Three days ago, gossip website TMZ released a recording of Donald Sterling, owner of the Los Angeles Clippers basketball team, making derogatory comments about black people to his former girlfriend. These included Sterling’s requests that she not bring black people to Clippers games, or post photos of herself with black people on Instagram. Immediately, the revelation caused an uproar, and players and fans denounced Sterling and called for his removal. Even US President Barack Obama found time during his tour of Asia to express his displeasure. The media response was especially enraged and zealous. As the National Basketball Association (NBA) legend Kareem Abdul-Jabbar put it, the media ‘put his head on a pike, dubbed him Lord of the Flies, and danced around him wooping’.
Now, just a few days later, Adam Silver, the commissioner of the NBA, has fined 80-year-old Sterling $2.5million, banned him from the league for life, and called on the other team owners to force Sterling to sell the team. As the New York Times noted, the NBA’s ousting of Sterling is ‘a rare, if not unprecedented, move for a North American professional sports league — made even more unusual by the fact that the NBA is punishing Mr Sterling for comments he made in a private conversation’.
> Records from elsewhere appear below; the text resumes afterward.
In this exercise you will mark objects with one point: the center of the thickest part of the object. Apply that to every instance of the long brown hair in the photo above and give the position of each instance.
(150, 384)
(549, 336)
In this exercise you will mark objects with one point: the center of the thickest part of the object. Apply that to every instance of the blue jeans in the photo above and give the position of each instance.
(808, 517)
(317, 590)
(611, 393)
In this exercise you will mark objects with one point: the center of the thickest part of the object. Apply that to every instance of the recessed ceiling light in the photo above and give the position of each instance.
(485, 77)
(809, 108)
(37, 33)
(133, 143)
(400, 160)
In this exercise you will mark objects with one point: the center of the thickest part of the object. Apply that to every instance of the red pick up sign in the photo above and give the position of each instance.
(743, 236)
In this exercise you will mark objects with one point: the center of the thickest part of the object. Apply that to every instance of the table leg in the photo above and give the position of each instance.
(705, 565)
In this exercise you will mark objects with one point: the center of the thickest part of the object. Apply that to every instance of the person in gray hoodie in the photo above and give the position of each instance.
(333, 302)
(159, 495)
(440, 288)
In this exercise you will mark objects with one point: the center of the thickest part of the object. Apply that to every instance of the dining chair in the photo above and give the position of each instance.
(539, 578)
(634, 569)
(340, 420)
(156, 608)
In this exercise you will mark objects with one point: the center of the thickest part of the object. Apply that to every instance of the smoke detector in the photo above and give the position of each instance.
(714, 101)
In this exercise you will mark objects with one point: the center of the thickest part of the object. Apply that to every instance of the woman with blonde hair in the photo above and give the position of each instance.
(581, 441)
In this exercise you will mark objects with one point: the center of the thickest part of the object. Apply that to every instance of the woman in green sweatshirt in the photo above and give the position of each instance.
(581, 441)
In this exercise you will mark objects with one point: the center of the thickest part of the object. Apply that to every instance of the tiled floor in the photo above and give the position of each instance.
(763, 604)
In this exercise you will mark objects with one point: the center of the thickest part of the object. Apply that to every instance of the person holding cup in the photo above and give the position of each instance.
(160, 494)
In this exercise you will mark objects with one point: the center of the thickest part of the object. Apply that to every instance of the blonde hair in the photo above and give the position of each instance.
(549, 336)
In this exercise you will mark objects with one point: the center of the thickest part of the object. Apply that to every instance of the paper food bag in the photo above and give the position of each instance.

The reaction to the NBA’s move to banish Sterling has been overwhelmingly positive. The league’s best player, LeBron James, tweeted: ‘Commissioner Silver thank you for protecting our beautiful and powerful league!! Great leader!!’ Indeed, the broader reaction was almost giddy and celebratory. USA Today sportswriter Christine Brennan gushed: ‘Isn’t it wonderful to see a twenty-first-century commissioner throw the book at someone who deserves it?’
Like most people, I found Sterling’s remarks to be crude, prejudiced and repugnant. But the mob overreaction, demanding not just punishment for Sterling but his removal from the league, is very disturbing for free speech and social tolerance.